Votre âme aussi sensible que sublime Conoit et sent plus vivement que nul autre toute L'étendüe de mes mortelles douleurs.
Vous parlés mieux à mon Coeur par Les précieuses Larmes et Les régrets dont vous honorés La mémoire de ma souveraine adorée, que ne Le pourroient faire tous Les secours de La philosophie si souvant Combattus et si souvant détruits par un seul sentiment plus fort que mille raisons: je n'ose former des voeux, tous Ceux de mon Coeur onts étés anéantis, mais je ne saurois m'empêcher Cependant de désirer Monsieur et même de désirer avec ardeur, La Conservation d'une éxcistence aussi Belle, aussi nécessaire que La vôtre.

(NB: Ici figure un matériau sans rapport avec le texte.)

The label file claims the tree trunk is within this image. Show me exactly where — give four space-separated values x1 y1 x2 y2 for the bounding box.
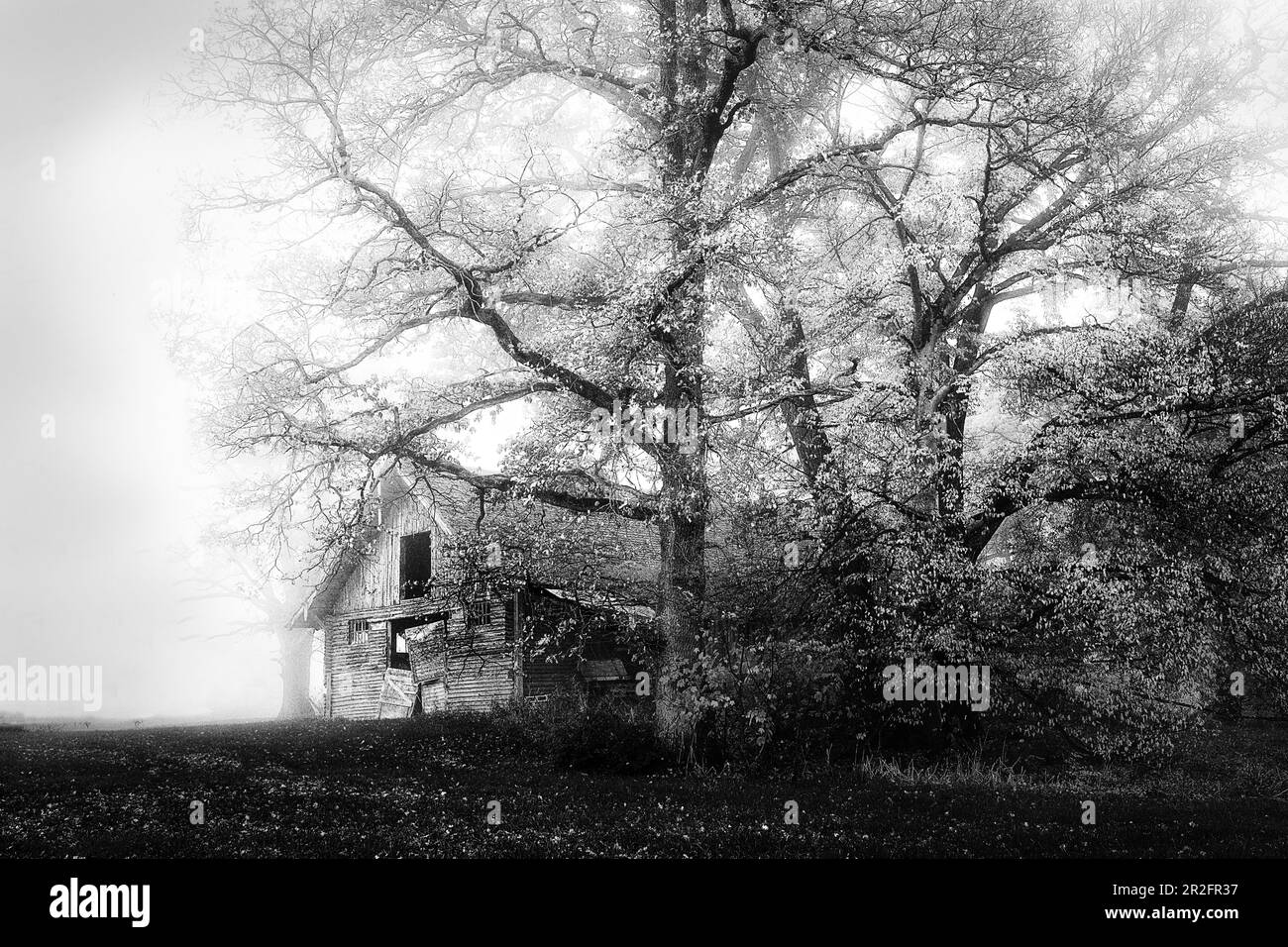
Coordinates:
277 626 314 720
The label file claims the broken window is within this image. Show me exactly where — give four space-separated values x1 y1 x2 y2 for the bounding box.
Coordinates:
398 532 433 599
389 624 411 670
347 618 371 644
465 582 492 627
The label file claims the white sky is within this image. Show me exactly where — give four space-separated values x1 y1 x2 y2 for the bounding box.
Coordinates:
0 0 1277 719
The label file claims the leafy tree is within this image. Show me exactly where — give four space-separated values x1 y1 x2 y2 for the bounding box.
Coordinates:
183 0 1275 757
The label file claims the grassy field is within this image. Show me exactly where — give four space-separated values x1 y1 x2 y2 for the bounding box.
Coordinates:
0 716 1288 858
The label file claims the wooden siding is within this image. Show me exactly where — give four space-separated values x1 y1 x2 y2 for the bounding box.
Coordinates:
332 496 443 616
322 476 644 719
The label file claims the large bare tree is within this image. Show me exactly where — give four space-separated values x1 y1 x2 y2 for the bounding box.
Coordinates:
183 0 1288 740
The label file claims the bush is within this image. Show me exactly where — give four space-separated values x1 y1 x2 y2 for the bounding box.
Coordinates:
496 693 667 773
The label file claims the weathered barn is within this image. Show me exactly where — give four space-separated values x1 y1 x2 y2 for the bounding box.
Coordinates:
296 471 657 719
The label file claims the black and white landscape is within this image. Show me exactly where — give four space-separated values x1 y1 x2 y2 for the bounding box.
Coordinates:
0 0 1288 896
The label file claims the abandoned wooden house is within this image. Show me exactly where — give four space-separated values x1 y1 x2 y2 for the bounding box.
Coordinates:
296 469 657 719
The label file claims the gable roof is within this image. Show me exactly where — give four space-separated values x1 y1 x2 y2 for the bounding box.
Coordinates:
292 464 660 626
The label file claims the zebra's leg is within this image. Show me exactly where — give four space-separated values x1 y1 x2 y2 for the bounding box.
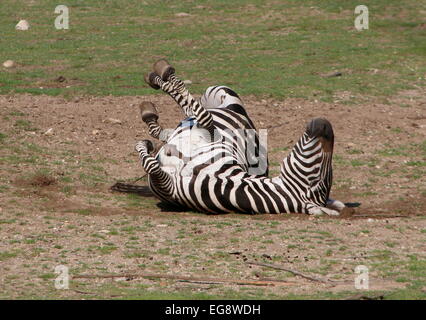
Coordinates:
145 60 214 137
200 86 244 112
139 102 173 142
135 140 174 201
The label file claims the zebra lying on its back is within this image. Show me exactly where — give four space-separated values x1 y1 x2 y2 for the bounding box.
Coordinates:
136 60 344 215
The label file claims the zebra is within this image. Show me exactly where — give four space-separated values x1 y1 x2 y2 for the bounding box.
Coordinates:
135 59 344 216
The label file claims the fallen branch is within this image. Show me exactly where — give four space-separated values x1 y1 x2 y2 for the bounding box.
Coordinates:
72 273 295 286
352 213 409 218
345 294 385 300
246 261 338 284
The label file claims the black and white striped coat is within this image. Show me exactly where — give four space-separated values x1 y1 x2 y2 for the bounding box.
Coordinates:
136 60 344 215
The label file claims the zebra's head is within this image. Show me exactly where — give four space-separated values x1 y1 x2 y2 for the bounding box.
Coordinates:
281 118 334 205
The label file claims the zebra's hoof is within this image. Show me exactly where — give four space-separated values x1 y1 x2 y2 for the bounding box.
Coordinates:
144 72 160 90
139 102 158 123
154 59 175 81
135 140 155 154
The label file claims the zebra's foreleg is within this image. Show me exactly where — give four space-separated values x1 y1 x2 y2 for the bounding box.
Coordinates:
145 60 214 137
135 140 174 200
139 102 173 142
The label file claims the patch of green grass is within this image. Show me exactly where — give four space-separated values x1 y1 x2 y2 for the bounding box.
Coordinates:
0 0 426 100
14 119 37 131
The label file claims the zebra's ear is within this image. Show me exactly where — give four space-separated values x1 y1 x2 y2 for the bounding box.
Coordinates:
306 118 334 141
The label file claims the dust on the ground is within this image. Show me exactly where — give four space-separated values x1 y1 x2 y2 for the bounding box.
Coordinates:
0 91 426 298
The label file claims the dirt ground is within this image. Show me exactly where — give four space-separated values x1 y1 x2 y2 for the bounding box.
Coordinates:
0 91 426 299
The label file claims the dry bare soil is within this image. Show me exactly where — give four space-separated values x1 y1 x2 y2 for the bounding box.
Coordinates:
0 91 426 299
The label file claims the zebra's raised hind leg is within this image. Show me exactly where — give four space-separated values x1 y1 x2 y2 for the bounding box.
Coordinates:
145 59 214 137
135 140 174 202
139 102 173 142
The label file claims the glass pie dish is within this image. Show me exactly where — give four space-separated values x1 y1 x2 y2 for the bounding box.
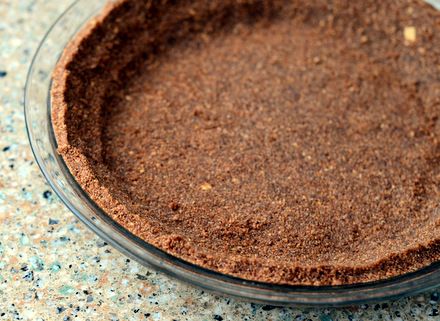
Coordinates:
25 0 440 306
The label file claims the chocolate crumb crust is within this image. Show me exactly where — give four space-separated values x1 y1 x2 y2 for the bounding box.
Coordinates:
52 0 440 285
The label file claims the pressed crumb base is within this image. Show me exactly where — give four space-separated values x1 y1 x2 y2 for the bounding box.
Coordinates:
52 0 440 285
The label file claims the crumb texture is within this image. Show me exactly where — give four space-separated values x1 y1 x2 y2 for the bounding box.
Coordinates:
52 0 440 285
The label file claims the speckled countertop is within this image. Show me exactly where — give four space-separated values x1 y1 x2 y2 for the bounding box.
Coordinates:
0 0 440 321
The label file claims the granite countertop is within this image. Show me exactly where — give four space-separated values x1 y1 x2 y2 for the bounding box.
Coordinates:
0 0 440 321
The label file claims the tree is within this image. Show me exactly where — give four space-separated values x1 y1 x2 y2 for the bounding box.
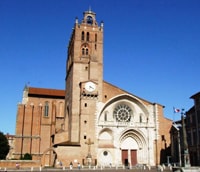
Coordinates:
0 131 10 159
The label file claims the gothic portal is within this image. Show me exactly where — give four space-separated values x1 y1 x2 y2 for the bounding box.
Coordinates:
15 10 172 166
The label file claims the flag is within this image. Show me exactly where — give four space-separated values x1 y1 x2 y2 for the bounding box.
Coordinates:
174 107 180 113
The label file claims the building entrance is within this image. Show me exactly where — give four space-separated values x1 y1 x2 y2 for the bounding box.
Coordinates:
122 149 137 166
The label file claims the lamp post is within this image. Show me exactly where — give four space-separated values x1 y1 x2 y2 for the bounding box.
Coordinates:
181 109 191 167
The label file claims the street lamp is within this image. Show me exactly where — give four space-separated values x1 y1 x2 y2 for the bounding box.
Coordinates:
181 109 191 167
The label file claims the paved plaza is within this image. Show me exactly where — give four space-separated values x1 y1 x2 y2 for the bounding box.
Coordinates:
0 167 172 172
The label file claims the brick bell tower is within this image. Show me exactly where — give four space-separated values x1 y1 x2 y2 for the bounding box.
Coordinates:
65 10 103 156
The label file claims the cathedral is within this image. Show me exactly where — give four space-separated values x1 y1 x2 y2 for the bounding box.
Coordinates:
14 10 172 166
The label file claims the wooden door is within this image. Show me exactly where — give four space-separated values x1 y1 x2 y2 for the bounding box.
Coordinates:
131 150 137 165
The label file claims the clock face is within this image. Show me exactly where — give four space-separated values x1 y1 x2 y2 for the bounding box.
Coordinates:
85 82 96 92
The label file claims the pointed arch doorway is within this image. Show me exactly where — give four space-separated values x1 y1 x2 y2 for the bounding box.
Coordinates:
121 137 138 166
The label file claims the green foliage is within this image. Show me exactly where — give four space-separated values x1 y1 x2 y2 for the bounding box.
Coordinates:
21 153 32 160
0 132 10 160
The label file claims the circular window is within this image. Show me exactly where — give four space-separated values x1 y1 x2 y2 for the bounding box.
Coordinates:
103 151 108 156
113 104 132 122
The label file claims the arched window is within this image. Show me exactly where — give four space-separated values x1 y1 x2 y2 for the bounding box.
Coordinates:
81 44 89 56
82 48 85 55
87 16 93 25
140 114 142 123
104 112 108 121
87 32 90 41
85 48 88 55
44 102 49 117
81 32 85 41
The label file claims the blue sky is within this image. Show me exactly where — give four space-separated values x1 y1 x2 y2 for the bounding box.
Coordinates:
0 0 200 134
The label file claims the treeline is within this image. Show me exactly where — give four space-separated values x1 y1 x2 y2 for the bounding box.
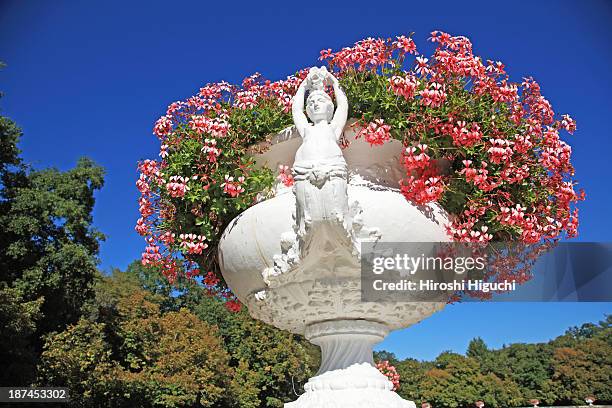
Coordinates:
376 315 612 407
0 107 319 407
0 103 612 408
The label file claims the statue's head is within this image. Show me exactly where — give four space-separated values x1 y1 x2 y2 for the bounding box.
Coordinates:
306 90 334 123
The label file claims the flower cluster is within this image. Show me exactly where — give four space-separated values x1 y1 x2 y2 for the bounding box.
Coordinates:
356 119 391 146
376 360 400 391
135 31 584 310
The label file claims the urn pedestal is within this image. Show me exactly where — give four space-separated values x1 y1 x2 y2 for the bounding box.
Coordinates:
219 127 449 408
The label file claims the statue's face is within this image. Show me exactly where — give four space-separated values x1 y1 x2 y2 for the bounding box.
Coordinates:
306 93 334 123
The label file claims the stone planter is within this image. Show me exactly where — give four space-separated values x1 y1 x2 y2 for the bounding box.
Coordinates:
219 122 449 408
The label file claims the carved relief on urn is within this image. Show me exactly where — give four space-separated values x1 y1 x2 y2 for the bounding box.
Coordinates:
219 68 449 407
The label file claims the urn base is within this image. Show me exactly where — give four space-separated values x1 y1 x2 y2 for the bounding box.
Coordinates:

Vivés, pour L'honeur de L'humanité, pour La satisfaction de Ceux qui sont dignes de Conoitre votre prix, et pour La Consolation des Coeurs qui vous chérissent. Vous avés fait épprouver au plus infortuné de ces derniers Le charme tout puissant d'intérêsser Le vôtre. L'inconsolable Epoux de notre chère et imortelle duchesse ainsi que sa famille désolée me chargent Monsieur de vous faire Conoitre Leur vive reconoissance et Les sentimens d'admiration et d'amitié qu'ils partageronts toute Leur vie avec Ceux que vous avoit voués pour toute La sienne, L'épouse adorée, de L'un, et L'illustre et tendre mère des autres. Tous vous Conjuret de Leur Continuer vos bontés: pour moi Monsieur vous m'avés Convaincüe que La mesure du malheur des mortels qui vous sonts Connus devient Celle de L'intérêt et de La généreuse pitié qu'ils vous inspirent. Que ne puis-je aussi vous Convaincre de toute La sensibilité dont je suis pénétrée et de L'atachement inaltérable avec Lequel j'ai L'honeur d'être

Monsieur

Votre très humble et très obéïssante servante

de Buchwald Née de Neuw.

P. S. Que je voudrois encor vous dire de choses! que n'en ai-je La force? Sa Constance, sa fermeté, La paix qui régnoit dans son Coeur vertueux, augmentent Le degré de désolation déjà si généralle et si grande. Non jamais souveraine n'a été pleurée de tous Les Etats de sa Cour et de son païs autant, ni aussi véritablement. Les larmes offusquent mes foibles yeux et mon Coeur ne sait que sentir et mourir.